The car jumped the curb and smashed into his bicycle, sending Kevin Warren flying over concrete. He landed on the only nearby patch of grass, saving his life but not his femur.
At 11, Warren found himself in a body cast, his parents calling him their "house plant." His muscles atrophied and his doctor warned him he might never walk again.
Warren asked one question: "What will give me the best chance of recovering?"
"Swimming," the doctor said.
On the ride home from the hospital, Warren mulled the $30,000 settlement he would win from the driver of the car that hit him. He told his parents he wanted a pool. "My parents couldn't afford a pool, and I knew that," Warren said. "So I told them I'd pay for it."
Warren built an in-ground pool and swam laps at all hours, building the muscle that would make him an athlete and the resolve that would make him a pioneer.

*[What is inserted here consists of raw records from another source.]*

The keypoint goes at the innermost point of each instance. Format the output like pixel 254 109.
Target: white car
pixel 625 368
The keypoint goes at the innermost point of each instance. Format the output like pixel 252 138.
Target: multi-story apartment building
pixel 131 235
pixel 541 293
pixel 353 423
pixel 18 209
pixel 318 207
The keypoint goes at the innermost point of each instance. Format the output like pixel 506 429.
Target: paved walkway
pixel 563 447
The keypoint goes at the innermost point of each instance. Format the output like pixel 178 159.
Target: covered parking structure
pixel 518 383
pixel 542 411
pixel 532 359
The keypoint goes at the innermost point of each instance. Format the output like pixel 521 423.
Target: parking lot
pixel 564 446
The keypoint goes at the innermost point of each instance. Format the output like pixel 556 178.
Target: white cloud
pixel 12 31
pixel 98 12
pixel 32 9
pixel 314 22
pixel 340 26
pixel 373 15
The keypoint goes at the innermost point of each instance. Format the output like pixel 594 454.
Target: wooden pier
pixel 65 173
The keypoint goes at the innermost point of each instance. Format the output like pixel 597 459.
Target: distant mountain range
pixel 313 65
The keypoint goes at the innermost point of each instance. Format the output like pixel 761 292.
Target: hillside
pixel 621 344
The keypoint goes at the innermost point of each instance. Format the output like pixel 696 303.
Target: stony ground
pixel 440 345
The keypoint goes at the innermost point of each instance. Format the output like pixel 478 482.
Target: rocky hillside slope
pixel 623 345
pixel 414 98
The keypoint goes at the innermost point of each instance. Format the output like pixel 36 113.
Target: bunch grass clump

In February, U.S. Bank Stadium will host Super Bowl LII. In August, Vikings training camp will move to a new complex in Eagan. Warren, 54 and the team's chief operating officer, played a key role in the construction of both facilities. His rise to prominence began with a smaller amount of concrete, in a small backyard in Arizona.
The progeny of blacks, Mexicans and Choctaw, the racial bouillabaisse of the Southwest, Warren would become a Division I college basketball player and begin building networks in sports, business and law. Today, he is the highest-ranking black executive working on the business side of an NFL team and the league's first black COO.